Point is, I’ve eaten like a king in Nepal. Even during the trek, where I had expected food to be limited in quality and quantity, I was surprised by the options before me. Daal Bhat, Tibetan bread with jams and honey, seriously delicious coffee, Sherpa stew, fried rice, curries, and the like. So many fantastic options, all consumed like they were going out of style. If I didn’t also hike at altitude for roughly 130km I’d probably be falling into some sort of gluttony related shame spiral.
And now that I’m in Kathmandu, the selection of delicious foodstuffs has increased as one would expect for a city of this size. With the related reduction in altitude based hiking, I’m also expecting my waistline to increase proportionally1.
Our first night in the city found us in the Road House. Alan, Rick, and Sanjay had some wood oven pizza, while I opted for what could best be described as a mostly vegetarian charcuterie board of Nepalese treats.
For New Year’s Eve, Rick, Alan, and I stuffed ourselves at Third Eye. I had a mixed feast of traditional Indian food. I probably should have written all of the individual components down, but since I didn’t maybe I’ll just have to return and have it again. Because scientific research demands repetition.
Last night, Rick and I met up with Timarian to have dinner at Rose Marie’s Kitchen & Cafe. While I opted for Scampolini chicken, the other two went for the 6 course, 1499 Nepalese rupee dinner. Or, in other terms, a 6 course fancy-pants dinner for roughly $15 US (including house wine and an appertif). Ah gluttony at its very best.

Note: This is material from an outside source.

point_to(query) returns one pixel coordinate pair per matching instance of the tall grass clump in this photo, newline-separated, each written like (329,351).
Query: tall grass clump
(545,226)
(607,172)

Beyond fantastic dinners, we’ve also enjoyed massive breakfasts at the hotel every morning because, well, it’s included in the room price.
Our lunches have also been rather huge and delicious. And if I’m spilling all of our deep, dark, gluttonous shame, we’ve been stopping in Himalayan Java like it’s the temple for which to worship at the altar of the holy bean. In most cases, our daily sessions have included oatmeal cookies or cake.
And finally, there’s the beer. While definitely not the greatest beer I’ve ever had, Everest, Nepal Ice, and Kathmandu varieties are rather refreshing. My favourite of the three is Everest – being the cleanest and most crisp of the three. It also doesn’t hurt that a 650ml bottle goes for about $3-$4US depending on the establishment.
Bottom line, the food here has been fantastic. In fact, I’ve mentioned numerous times that I’ve eaten better here than when I’m at home cooking for myself. And while that isn’t much of a challenge, it definitely doesn’t take away from the fantastic food I’ve had while visiting Nepal.
It also doesn’t take away from the fact that I might be 50lbs heavier when I return home.
1 Fortunately for me, I think I have actually lost weight on the trek. I’m basing this on the fact that I had to move up a belt notch while hiking. I have no idea how long that will last, however, given my current rate of gluttony and sloth.